Abstract
Surface reconstruction is one of the central problems in computer graphics. Existing research on this problem has primarily focused on improving the geometric aspects of the reconstruction (e.g., smoothness, features, element quality, etc.), and little attention has been paid to ensure it also has desired topological properties (e.g., connectedness and genus). In this paper, we propose a novel and general optimization method for surface reconstruction under topological constraints. The input to our method is a prescribed genus for the reconstructed surface, a partition of the ambient volume into cells, and a set of possible surface candidates and their associated energy within each cell. Our method computes one candidate per cell so that their union is a connected surface with the prescribed genus that minimizes the total energy. We formulate the task as an integer program, and propose a novel solution that combines convex relaxations within a branch and bound framework.

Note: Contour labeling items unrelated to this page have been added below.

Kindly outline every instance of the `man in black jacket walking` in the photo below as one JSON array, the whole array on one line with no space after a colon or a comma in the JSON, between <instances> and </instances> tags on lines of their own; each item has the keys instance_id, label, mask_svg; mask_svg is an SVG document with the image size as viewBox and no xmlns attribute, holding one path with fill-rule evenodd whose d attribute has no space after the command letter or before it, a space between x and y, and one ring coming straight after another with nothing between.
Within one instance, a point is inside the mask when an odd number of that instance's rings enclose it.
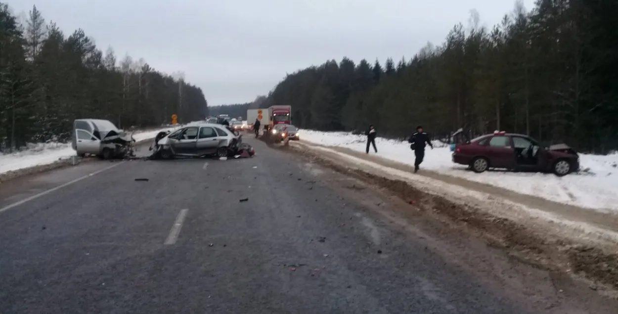
<instances>
[{"instance_id":1,"label":"man in black jacket walking","mask_svg":"<svg viewBox=\"0 0 618 314\"><path fill-rule=\"evenodd\" d=\"M365 132L365 135L367 135L367 148L365 151L367 153L369 153L369 145L373 145L373 150L378 153L378 148L376 148L376 136L378 135L378 132L376 132L375 128L373 127L373 124L369 125L369 129Z\"/></svg>"},{"instance_id":2,"label":"man in black jacket walking","mask_svg":"<svg viewBox=\"0 0 618 314\"><path fill-rule=\"evenodd\" d=\"M416 156L416 159L414 160L414 173L418 171L418 166L421 164L423 162L423 158L425 158L425 143L429 145L431 149L433 149L433 145L431 144L431 141L429 139L429 136L427 134L423 132L423 127L418 125L417 127L417 132L412 134L408 139L408 143L412 144L410 148L414 150L414 155Z\"/></svg>"}]
</instances>

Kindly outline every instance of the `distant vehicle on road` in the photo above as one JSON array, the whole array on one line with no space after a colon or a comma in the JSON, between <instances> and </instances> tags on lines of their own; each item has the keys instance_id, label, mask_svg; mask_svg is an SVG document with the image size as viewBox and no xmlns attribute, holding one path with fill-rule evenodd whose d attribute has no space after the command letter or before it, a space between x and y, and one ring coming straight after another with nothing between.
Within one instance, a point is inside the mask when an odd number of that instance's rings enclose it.
<instances>
[{"instance_id":1,"label":"distant vehicle on road","mask_svg":"<svg viewBox=\"0 0 618 314\"><path fill-rule=\"evenodd\" d=\"M245 129L243 127L242 121L235 121L230 124L230 127L235 131L242 131Z\"/></svg>"},{"instance_id":2,"label":"distant vehicle on road","mask_svg":"<svg viewBox=\"0 0 618 314\"><path fill-rule=\"evenodd\" d=\"M277 142L281 142L289 138L290 140L298 140L298 129L291 124L277 124L273 128L271 134Z\"/></svg>"},{"instance_id":3,"label":"distant vehicle on road","mask_svg":"<svg viewBox=\"0 0 618 314\"><path fill-rule=\"evenodd\" d=\"M452 161L475 172L499 168L551 172L561 177L577 171L580 166L577 153L564 144L544 148L527 135L497 131L457 144Z\"/></svg>"},{"instance_id":4,"label":"distant vehicle on road","mask_svg":"<svg viewBox=\"0 0 618 314\"><path fill-rule=\"evenodd\" d=\"M73 122L71 146L77 156L96 155L103 159L133 153L135 140L108 120L78 119Z\"/></svg>"},{"instance_id":5,"label":"distant vehicle on road","mask_svg":"<svg viewBox=\"0 0 618 314\"><path fill-rule=\"evenodd\" d=\"M155 155L162 159L227 157L241 148L242 142L242 136L235 135L221 125L201 123L179 129L159 140Z\"/></svg>"},{"instance_id":6,"label":"distant vehicle on road","mask_svg":"<svg viewBox=\"0 0 618 314\"><path fill-rule=\"evenodd\" d=\"M269 123L265 125L265 129L271 129L277 124L292 124L291 106L271 106L268 108Z\"/></svg>"}]
</instances>

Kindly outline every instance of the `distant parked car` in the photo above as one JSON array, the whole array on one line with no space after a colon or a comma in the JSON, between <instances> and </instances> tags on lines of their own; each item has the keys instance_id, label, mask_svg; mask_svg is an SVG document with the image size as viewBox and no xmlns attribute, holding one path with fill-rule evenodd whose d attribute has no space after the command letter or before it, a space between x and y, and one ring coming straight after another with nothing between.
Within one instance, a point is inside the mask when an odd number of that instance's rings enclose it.
<instances>
[{"instance_id":1,"label":"distant parked car","mask_svg":"<svg viewBox=\"0 0 618 314\"><path fill-rule=\"evenodd\" d=\"M292 124L276 124L271 132L276 137L274 139L279 142L285 140L288 137L291 140L297 141L300 139L298 128Z\"/></svg>"},{"instance_id":2,"label":"distant parked car","mask_svg":"<svg viewBox=\"0 0 618 314\"><path fill-rule=\"evenodd\" d=\"M560 177L577 171L580 166L577 153L566 145L544 148L531 137L505 132L457 144L452 161L468 166L475 172L499 168L553 172Z\"/></svg>"}]
</instances>

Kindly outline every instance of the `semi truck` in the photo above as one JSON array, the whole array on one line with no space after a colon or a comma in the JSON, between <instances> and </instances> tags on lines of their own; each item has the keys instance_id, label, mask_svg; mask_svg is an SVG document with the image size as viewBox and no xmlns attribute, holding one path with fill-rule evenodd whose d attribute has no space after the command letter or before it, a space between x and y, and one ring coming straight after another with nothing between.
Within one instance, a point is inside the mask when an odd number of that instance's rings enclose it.
<instances>
[{"instance_id":1,"label":"semi truck","mask_svg":"<svg viewBox=\"0 0 618 314\"><path fill-rule=\"evenodd\" d=\"M268 123L265 129L270 130L277 124L292 124L291 106L271 106L268 110Z\"/></svg>"},{"instance_id":2,"label":"semi truck","mask_svg":"<svg viewBox=\"0 0 618 314\"><path fill-rule=\"evenodd\" d=\"M292 106L272 106L265 109L250 109L247 111L247 122L253 126L255 119L265 130L270 130L276 124L292 124Z\"/></svg>"}]
</instances>

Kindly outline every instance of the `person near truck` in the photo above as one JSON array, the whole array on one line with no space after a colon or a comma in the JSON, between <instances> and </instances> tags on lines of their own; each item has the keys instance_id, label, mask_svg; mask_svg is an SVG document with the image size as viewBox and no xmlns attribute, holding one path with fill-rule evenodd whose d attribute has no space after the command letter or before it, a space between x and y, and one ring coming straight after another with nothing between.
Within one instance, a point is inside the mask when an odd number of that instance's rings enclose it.
<instances>
[{"instance_id":1,"label":"person near truck","mask_svg":"<svg viewBox=\"0 0 618 314\"><path fill-rule=\"evenodd\" d=\"M421 125L417 127L417 132L410 137L410 138L408 139L408 143L412 144L410 145L410 148L414 151L414 156L415 156L414 173L416 173L418 172L418 166L423 163L423 159L425 158L425 144L429 145L432 150L433 145L431 144L431 141L429 139L429 135L423 132L423 127Z\"/></svg>"},{"instance_id":2,"label":"person near truck","mask_svg":"<svg viewBox=\"0 0 618 314\"><path fill-rule=\"evenodd\" d=\"M255 132L255 138L258 138L258 135L260 135L260 125L261 125L261 123L260 123L260 120L257 118L255 119L255 122L253 122L253 132Z\"/></svg>"},{"instance_id":3,"label":"person near truck","mask_svg":"<svg viewBox=\"0 0 618 314\"><path fill-rule=\"evenodd\" d=\"M378 132L376 131L376 128L373 127L373 124L369 125L369 129L367 129L365 132L365 135L367 135L367 148L365 150L366 153L369 153L369 145L373 145L373 150L378 153L378 148L376 147L376 137L378 136Z\"/></svg>"}]
</instances>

As our method is oblivious of the type of input cells, surface candidates, and energy, it can be applied to a variety of reconstruction scenarios, and we explore two of them in the paper: reconstruction from cross-section slices and iso-surfacing an intensity volume. In the first scenario, our method outperforms an existing topology-aware method particularly for complex inputs and higher genus constraints. In the second scenario, we demonstrate the benefit of topology control over classical topology-oblivious methods such as Marching Cubes.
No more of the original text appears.